The House and Senate remained at odds over the scope of a construction package that includes other campuses in the UNC System. The Senate’s bill included the $180 million UNC cancer hospital and a $60 million heart and stroke center at East Carolina University. In addition, the House wants a $28 million building for Elizabeth City State University’s pharmacy program, a $35 million classroom building for UNC-Asheville’s health and wellness promotion major, and a $35 million genetics analysis center at UNC-Charlotte.

If the bill is approved in both chambers and by the governor, the earliest the hospital could open would be 2008. The hospital would be funded entirely by the state.

Senate Majority Leader Anthony Eden Rand ’61, D-Cumberland, who also serves on the board of directors for the UNC General Alumni Association, noted that nearly all North Carolina families have been touched by cancer in some way, making the hospital important to the entire state. The number of cancer patients in the state is predicted to double in the next 30 years.

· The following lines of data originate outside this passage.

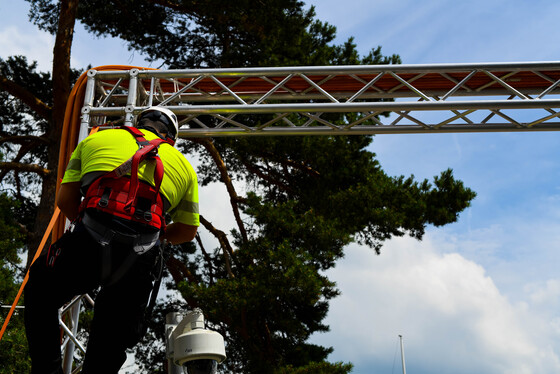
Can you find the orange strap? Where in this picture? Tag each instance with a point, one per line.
(39, 250)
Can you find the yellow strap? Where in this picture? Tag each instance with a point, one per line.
(37, 254)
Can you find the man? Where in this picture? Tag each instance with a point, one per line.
(114, 249)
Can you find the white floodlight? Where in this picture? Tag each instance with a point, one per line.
(191, 346)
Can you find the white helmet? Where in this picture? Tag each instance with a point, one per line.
(165, 116)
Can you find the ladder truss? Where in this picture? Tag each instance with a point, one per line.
(334, 100)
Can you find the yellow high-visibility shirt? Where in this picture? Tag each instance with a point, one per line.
(107, 149)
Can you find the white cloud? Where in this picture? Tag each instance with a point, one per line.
(448, 309)
(29, 42)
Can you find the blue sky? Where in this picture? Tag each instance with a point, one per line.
(480, 295)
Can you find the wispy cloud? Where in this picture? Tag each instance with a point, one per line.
(452, 315)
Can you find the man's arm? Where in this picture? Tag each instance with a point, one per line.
(69, 199)
(177, 233)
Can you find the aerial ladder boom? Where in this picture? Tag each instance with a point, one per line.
(372, 99)
(316, 100)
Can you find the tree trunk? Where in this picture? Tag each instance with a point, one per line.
(61, 91)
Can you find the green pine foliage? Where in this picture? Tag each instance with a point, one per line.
(263, 287)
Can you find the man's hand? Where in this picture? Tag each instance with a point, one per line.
(68, 199)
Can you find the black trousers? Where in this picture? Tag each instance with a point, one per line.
(76, 265)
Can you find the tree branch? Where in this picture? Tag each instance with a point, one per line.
(31, 168)
(34, 103)
(234, 198)
(24, 139)
(224, 243)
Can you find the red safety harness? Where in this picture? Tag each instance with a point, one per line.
(128, 197)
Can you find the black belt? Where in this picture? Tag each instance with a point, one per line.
(104, 235)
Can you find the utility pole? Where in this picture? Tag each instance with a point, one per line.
(402, 355)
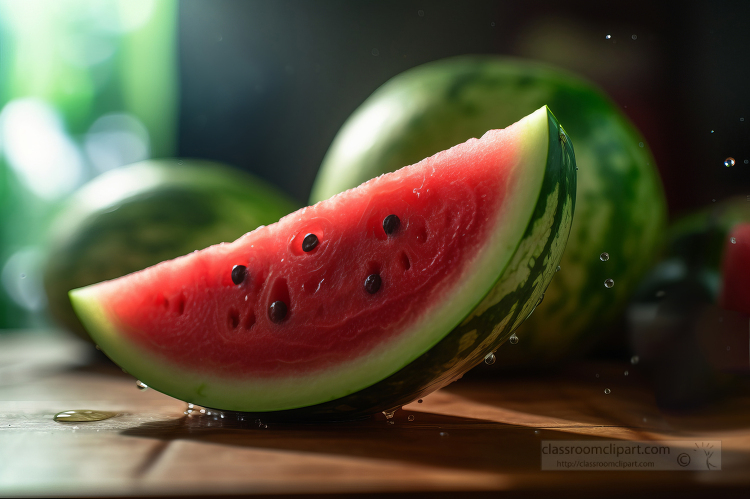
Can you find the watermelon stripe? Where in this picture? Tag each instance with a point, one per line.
(510, 301)
(535, 220)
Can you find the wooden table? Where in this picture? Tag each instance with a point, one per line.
(481, 435)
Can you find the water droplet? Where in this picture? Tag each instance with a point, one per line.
(389, 413)
(490, 358)
(82, 416)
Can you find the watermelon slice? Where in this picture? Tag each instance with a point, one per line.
(360, 303)
(735, 290)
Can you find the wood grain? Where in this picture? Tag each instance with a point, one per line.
(480, 435)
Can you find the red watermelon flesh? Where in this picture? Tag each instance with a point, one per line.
(185, 328)
(735, 271)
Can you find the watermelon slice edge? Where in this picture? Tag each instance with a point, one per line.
(342, 362)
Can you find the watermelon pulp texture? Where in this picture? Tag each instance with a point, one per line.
(735, 290)
(133, 217)
(483, 226)
(621, 207)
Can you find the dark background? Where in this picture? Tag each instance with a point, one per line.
(267, 84)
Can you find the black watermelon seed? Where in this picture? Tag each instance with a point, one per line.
(372, 283)
(309, 242)
(277, 311)
(391, 223)
(239, 272)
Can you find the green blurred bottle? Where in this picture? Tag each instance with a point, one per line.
(85, 86)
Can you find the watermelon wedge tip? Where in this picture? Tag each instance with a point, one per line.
(363, 302)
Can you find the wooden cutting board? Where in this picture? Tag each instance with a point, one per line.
(481, 435)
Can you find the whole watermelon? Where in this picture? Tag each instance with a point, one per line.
(136, 216)
(621, 206)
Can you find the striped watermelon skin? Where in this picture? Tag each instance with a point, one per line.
(153, 210)
(513, 298)
(621, 206)
(543, 218)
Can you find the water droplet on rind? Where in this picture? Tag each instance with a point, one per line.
(83, 416)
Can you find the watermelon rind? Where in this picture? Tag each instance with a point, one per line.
(136, 216)
(498, 291)
(621, 205)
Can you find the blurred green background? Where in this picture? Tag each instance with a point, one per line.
(87, 86)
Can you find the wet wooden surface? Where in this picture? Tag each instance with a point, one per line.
(480, 436)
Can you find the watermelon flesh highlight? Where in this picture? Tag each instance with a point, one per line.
(184, 328)
(735, 272)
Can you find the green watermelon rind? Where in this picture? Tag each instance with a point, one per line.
(136, 216)
(402, 372)
(621, 204)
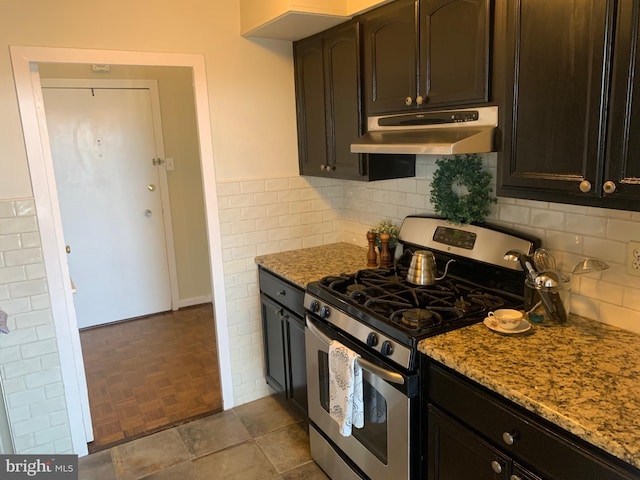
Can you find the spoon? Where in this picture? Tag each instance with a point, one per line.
(588, 265)
(544, 260)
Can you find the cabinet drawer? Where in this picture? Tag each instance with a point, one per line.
(282, 291)
(550, 453)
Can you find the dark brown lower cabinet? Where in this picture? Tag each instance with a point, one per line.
(472, 433)
(456, 453)
(282, 311)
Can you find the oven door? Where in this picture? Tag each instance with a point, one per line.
(381, 448)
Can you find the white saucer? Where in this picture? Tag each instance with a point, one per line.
(524, 326)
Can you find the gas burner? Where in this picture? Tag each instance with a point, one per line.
(417, 318)
(355, 288)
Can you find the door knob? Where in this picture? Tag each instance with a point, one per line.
(585, 186)
(609, 187)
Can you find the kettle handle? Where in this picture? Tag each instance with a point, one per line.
(446, 268)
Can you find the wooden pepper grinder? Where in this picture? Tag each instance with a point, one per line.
(385, 253)
(372, 255)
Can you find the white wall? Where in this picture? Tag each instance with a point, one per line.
(265, 206)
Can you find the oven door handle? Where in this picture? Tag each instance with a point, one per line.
(372, 368)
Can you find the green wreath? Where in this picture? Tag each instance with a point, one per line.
(461, 171)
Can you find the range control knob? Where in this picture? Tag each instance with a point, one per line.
(372, 339)
(387, 348)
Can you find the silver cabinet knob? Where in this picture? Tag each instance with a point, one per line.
(585, 186)
(508, 438)
(609, 187)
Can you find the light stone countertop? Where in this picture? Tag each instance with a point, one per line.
(583, 376)
(310, 264)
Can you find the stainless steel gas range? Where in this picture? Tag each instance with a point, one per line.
(381, 316)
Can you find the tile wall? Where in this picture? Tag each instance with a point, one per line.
(29, 361)
(268, 216)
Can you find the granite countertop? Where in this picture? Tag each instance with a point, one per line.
(583, 376)
(309, 264)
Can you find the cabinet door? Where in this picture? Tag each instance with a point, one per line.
(344, 120)
(455, 453)
(455, 43)
(273, 326)
(521, 473)
(297, 363)
(554, 103)
(623, 154)
(391, 52)
(310, 105)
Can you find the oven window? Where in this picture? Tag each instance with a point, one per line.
(373, 436)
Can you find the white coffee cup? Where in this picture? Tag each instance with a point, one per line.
(507, 318)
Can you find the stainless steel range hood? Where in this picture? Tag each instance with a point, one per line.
(442, 132)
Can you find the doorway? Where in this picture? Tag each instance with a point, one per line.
(106, 144)
(25, 61)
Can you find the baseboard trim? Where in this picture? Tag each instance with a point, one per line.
(189, 302)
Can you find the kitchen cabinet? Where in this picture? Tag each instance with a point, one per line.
(329, 110)
(566, 88)
(450, 443)
(500, 439)
(426, 54)
(282, 309)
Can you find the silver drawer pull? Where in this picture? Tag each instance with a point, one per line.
(508, 438)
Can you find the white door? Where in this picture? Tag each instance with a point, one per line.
(103, 145)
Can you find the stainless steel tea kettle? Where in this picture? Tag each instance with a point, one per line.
(422, 270)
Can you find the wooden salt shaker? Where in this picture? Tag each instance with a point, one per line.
(385, 254)
(372, 256)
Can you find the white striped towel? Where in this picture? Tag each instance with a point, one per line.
(345, 388)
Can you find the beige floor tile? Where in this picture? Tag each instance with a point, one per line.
(96, 466)
(265, 415)
(213, 433)
(241, 462)
(147, 455)
(287, 448)
(308, 471)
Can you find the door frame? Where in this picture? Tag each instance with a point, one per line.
(29, 92)
(152, 86)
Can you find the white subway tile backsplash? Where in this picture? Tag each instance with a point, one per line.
(24, 256)
(10, 242)
(623, 230)
(586, 225)
(18, 225)
(9, 275)
(23, 295)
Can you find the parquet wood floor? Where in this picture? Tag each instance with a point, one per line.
(150, 373)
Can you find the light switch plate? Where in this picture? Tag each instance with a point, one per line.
(633, 258)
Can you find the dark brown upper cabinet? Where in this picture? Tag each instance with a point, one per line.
(426, 54)
(329, 110)
(570, 129)
(622, 163)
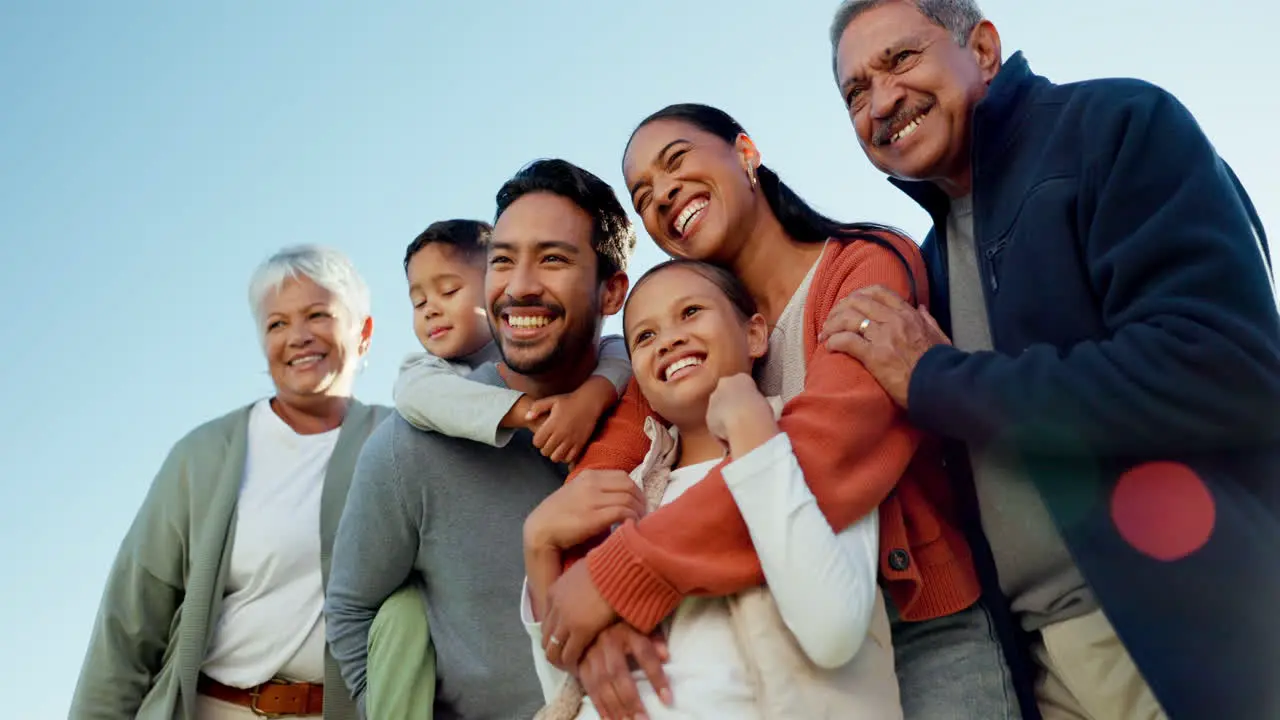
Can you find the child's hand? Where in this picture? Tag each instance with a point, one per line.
(568, 420)
(739, 415)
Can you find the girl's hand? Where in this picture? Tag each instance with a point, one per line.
(739, 415)
(583, 509)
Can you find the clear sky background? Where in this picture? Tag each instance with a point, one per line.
(151, 154)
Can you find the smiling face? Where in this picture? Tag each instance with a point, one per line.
(544, 294)
(312, 343)
(685, 335)
(691, 190)
(446, 286)
(910, 90)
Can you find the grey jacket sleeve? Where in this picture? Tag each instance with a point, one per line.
(144, 591)
(374, 554)
(615, 364)
(435, 395)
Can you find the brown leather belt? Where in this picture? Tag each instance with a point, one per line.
(274, 698)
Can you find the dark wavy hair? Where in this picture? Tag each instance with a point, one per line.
(612, 236)
(727, 282)
(798, 218)
(470, 237)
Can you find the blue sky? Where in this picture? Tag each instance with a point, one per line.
(151, 154)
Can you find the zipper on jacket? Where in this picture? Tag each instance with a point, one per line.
(991, 264)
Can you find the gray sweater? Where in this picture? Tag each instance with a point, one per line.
(453, 510)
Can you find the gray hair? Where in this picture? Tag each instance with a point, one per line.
(958, 17)
(325, 267)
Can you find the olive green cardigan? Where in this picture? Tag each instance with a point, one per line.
(164, 591)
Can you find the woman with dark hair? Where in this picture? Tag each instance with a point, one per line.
(814, 642)
(696, 181)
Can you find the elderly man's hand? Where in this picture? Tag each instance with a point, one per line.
(885, 333)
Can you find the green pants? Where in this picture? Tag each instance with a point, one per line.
(401, 671)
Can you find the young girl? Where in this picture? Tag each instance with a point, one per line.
(698, 183)
(791, 650)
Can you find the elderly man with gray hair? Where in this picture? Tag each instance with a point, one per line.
(213, 607)
(1101, 350)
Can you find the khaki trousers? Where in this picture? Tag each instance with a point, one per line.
(211, 709)
(1086, 674)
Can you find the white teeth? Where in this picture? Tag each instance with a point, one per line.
(689, 213)
(680, 365)
(910, 127)
(528, 320)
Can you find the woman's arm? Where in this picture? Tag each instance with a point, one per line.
(144, 591)
(850, 440)
(823, 582)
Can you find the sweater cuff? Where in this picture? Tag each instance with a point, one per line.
(635, 591)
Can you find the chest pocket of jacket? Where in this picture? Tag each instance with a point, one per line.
(1043, 222)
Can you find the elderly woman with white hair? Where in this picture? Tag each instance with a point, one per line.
(213, 607)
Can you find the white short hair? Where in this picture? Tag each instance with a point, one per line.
(325, 267)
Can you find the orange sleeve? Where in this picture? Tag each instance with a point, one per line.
(621, 445)
(621, 442)
(851, 441)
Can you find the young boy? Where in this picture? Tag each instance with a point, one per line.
(446, 268)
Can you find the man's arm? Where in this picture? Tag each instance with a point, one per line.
(699, 543)
(374, 552)
(435, 395)
(1192, 360)
(144, 591)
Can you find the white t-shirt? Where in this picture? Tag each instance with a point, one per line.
(816, 577)
(272, 623)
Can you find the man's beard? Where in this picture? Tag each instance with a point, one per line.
(574, 342)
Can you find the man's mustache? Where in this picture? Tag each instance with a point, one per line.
(890, 127)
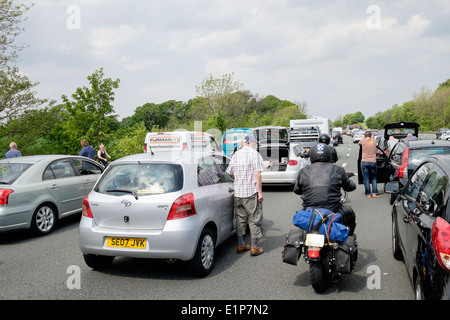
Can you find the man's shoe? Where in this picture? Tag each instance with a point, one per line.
(243, 248)
(256, 251)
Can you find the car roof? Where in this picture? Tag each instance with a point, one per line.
(176, 156)
(36, 158)
(442, 160)
(426, 143)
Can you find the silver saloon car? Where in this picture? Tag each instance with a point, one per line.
(169, 205)
(37, 191)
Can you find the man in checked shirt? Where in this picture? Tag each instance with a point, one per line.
(245, 168)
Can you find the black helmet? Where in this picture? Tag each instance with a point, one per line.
(320, 153)
(324, 138)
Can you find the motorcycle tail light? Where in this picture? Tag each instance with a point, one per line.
(440, 237)
(313, 253)
(403, 170)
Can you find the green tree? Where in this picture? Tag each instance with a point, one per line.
(90, 108)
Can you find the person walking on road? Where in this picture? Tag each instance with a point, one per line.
(369, 165)
(245, 168)
(87, 150)
(12, 152)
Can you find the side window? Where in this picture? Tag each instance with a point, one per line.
(434, 190)
(397, 153)
(223, 163)
(207, 172)
(59, 169)
(417, 179)
(86, 167)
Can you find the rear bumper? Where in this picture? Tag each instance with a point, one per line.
(178, 239)
(280, 177)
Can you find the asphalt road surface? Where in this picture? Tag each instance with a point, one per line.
(52, 267)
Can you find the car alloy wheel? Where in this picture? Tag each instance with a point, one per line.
(207, 251)
(204, 258)
(44, 220)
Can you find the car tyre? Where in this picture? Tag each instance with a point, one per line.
(395, 241)
(418, 289)
(44, 220)
(204, 258)
(98, 262)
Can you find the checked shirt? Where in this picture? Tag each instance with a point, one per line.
(243, 166)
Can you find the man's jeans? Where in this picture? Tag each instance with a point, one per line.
(369, 171)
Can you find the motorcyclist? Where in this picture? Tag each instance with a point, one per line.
(320, 183)
(325, 139)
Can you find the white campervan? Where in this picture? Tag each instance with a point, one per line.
(180, 140)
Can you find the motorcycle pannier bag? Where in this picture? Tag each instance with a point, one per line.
(293, 246)
(346, 256)
(310, 219)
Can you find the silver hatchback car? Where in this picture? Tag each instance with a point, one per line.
(171, 205)
(37, 191)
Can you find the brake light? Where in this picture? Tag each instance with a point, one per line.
(86, 208)
(4, 194)
(313, 252)
(440, 237)
(402, 172)
(182, 207)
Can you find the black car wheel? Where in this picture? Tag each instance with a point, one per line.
(44, 220)
(204, 258)
(395, 241)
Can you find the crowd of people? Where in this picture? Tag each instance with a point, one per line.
(86, 151)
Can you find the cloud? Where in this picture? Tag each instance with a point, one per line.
(324, 53)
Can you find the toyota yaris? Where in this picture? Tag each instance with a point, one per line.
(170, 205)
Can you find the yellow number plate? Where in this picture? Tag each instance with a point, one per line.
(133, 243)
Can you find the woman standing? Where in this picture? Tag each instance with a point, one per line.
(102, 154)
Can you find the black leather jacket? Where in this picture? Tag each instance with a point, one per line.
(320, 184)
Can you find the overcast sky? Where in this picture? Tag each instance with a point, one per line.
(337, 56)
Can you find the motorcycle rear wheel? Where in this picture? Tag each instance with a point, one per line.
(318, 275)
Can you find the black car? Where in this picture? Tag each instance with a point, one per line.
(421, 228)
(440, 132)
(406, 155)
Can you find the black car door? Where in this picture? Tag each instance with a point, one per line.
(383, 169)
(430, 204)
(407, 207)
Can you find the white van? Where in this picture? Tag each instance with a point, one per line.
(180, 140)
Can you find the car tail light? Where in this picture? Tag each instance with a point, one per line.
(182, 207)
(86, 209)
(403, 170)
(4, 194)
(313, 252)
(440, 237)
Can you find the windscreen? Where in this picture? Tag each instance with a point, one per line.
(141, 179)
(418, 155)
(9, 172)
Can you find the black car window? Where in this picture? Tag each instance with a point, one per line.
(222, 163)
(434, 190)
(417, 179)
(9, 172)
(397, 153)
(416, 156)
(86, 167)
(207, 172)
(60, 169)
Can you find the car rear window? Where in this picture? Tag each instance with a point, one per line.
(416, 156)
(141, 179)
(9, 172)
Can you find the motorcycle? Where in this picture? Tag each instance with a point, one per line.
(326, 246)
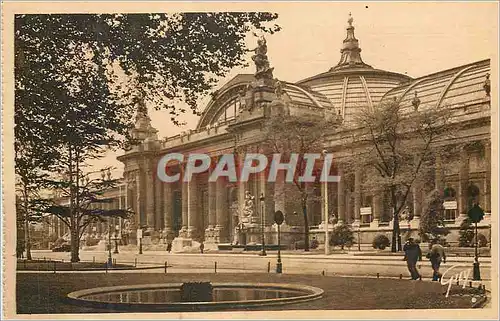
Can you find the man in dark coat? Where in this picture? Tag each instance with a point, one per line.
(413, 253)
(436, 255)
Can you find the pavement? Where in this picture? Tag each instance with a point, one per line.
(350, 264)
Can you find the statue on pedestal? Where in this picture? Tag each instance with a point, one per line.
(261, 61)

In fiscal 2003, UNC Hospitals admitted more than 3,500 cancer patients and received more than 85,000 outpatient visits, according to administrators at UNC’s Lineberger Comprehensive Cancer Center.

The existing cancer research and treatment center is in UNC’s Gravely Building, which originally was a tuberculosis sanitarium. The building has been renovated several times and is overcrowded.

A new hospital “is essential,” said Dr. Beverly Mitchell, associate director of the cancer center. “The current 50-year-old building is totally inadequate.”

The proposed hospital would contain more than 300,000 square feet. The plans include a separate building to house physicians’ offices. Both buildings would be located on Manning Drive, and the Gravely Building would be torn down.

The hospital would offer more privacy and convenience for patients, who currently receive chemotherapy treatment in a large, open room with up to 21 other patients.